Department of Biomedical Engineering, Yonsei University, Wonju, 26493, Republic of Korea.
Department of Precision Medicine, Yonsei University Wonju College of Medicine, Wonju, 26426, Republic of Korea.
Sci Rep. 2023 Jul 24;13(1):11975. doi: 10.1038/s41598-023-39104-7.
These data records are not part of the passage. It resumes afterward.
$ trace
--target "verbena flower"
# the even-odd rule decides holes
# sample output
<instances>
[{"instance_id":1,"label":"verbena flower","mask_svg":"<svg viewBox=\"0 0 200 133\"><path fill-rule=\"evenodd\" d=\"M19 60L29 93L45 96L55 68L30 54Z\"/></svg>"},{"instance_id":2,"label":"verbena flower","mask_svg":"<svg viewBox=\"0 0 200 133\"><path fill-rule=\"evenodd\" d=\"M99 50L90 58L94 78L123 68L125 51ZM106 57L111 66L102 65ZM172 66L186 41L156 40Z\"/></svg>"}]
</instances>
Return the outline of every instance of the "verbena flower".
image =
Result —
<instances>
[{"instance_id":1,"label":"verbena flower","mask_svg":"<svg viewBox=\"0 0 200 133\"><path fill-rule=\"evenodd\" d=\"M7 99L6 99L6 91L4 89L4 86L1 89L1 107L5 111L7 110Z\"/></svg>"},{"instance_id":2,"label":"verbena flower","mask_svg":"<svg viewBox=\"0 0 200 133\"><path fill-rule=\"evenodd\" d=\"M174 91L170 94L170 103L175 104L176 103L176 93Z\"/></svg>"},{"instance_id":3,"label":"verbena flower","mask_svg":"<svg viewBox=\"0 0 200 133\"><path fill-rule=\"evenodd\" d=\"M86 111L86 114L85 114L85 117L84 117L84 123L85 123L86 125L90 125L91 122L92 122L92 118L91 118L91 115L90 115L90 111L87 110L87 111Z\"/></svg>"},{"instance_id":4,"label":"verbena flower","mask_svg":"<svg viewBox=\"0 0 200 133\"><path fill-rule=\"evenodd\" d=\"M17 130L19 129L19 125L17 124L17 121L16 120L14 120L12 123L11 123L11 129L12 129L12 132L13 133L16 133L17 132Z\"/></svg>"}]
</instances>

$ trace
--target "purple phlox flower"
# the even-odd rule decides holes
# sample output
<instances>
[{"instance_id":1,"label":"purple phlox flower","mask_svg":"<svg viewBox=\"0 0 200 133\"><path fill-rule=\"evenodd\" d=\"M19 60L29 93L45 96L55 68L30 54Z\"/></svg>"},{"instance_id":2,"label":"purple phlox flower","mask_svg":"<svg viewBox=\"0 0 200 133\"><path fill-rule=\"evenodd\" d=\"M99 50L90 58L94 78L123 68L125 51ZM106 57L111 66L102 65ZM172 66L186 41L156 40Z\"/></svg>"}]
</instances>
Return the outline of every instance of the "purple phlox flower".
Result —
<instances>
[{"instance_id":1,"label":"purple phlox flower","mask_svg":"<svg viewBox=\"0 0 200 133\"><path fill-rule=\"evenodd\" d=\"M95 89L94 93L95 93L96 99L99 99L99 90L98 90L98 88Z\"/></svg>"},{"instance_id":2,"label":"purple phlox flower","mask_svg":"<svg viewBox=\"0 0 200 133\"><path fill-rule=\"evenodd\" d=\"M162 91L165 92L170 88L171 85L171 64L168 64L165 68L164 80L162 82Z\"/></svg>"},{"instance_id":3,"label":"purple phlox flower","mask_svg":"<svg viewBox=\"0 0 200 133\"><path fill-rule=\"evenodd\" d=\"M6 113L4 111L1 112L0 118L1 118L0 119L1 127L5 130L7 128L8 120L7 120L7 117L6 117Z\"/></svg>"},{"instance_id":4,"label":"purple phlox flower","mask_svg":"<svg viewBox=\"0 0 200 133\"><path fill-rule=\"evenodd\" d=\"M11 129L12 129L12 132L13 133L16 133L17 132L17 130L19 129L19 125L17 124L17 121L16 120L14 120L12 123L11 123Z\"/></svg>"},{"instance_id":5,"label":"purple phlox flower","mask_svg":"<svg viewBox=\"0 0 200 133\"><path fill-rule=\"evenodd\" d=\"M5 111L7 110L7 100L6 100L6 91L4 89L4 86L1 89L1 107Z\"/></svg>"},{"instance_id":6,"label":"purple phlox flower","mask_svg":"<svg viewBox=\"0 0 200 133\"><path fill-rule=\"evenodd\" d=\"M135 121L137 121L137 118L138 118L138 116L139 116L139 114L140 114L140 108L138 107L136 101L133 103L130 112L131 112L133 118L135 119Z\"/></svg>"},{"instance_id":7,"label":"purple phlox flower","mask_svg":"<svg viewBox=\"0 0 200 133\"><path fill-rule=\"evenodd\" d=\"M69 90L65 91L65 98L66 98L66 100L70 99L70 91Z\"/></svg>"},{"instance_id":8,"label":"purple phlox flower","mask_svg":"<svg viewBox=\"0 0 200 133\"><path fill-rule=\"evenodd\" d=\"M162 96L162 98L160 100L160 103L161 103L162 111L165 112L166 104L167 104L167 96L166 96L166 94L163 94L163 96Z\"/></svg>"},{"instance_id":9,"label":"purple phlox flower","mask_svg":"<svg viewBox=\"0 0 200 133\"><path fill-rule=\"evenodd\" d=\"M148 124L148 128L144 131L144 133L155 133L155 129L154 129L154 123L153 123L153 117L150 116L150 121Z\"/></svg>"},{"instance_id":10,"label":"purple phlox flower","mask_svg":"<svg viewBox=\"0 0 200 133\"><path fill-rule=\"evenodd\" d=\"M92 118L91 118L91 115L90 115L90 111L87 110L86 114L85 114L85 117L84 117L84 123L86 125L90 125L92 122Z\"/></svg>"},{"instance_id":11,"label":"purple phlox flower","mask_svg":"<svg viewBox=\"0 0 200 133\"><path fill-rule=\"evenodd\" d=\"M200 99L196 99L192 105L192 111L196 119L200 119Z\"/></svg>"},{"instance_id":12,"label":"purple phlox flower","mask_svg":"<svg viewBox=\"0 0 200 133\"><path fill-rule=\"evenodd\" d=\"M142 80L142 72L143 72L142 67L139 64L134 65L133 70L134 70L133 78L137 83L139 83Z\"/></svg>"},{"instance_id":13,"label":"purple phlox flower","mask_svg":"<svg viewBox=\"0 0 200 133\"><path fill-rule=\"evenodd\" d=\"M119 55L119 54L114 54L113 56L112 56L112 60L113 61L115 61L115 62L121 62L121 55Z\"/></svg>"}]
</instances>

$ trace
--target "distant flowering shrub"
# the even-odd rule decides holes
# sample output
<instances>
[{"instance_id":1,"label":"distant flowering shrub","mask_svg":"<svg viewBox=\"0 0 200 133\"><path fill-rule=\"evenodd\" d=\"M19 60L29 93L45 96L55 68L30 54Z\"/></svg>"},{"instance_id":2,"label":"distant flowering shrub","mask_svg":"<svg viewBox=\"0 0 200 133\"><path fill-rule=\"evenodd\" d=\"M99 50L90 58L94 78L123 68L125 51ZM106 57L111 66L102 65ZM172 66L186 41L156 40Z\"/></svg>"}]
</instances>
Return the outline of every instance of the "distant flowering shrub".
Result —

Benign paroxysmal positional vertigo (BPPV), the most common vestibular disorder, is diagnosed by an examiner changing the posture of the examinee and inducing nystagmus. Among the diagnostic methods used to observe nystagmus, video-nystagmography has been widely used recently because it is non-invasive. A specialist with professional knowledge and training in vertigo diagnosis is needed to diagnose BPPV accurately, but the ratio of vertigo patients to specialists is too high, thus necessitating the need for automated diagnosis of BPPV. In this paper, a convolutional neural network-based nystagmus extraction system, ANyEye, optimized for video-nystagmography data is proposed. A pupil was segmented to track the exact pupil trajectory from real-world data obtained during field inspection. A deep convolutional neural network model was trained with the new video-nystagmography dataset for the pupil segmentation task, and a compensation algorithm was designed to correct pupil position. In addition, a slippage detection algorithm based on moving averages was designed to eliminate the motion artifacts induced by goggle slippage. ANyEye outperformed other eye-tracking methods including learning and non-learning-based algorithms with five-pixel error detection rate of 91.26%.
良性阵发性位置性眩晕(BPPV)是最常见的前庭疾病,通过检查者改变受检者的姿势并诱发眼球震颤来诊断。在用于观察眼球震颤的诊断方法中,视频眼震图最近被广泛应用,因为它是非侵入性的。准确诊断 BPPV 需要具备眩晕诊断专业知识和培训的专家,但眩晕患者与专家的比例过高,因此需要 BPPV 的自动诊断。本文提出了一种基于卷积神经网络的针对视频眼震图数据的眼球震颤提取系统 ANyEye。通过从现场检查中获得的真实数据,分割瞳孔以跟踪准确的瞳孔轨迹。使用新的视频眼震图数据集对瞳孔分割任务进行了深度卷积神经网络模型的训练,并设计了补偿算法来校正瞳孔位置。此外,还设计了基于移动平均值的滑动检测算法,以消除由眼镜滑动引起的运动伪影。ANyEye 的表现优于其他眼动跟踪方法,包括基于学习和非学习的算法,其五像素误差检测率为 91.26%。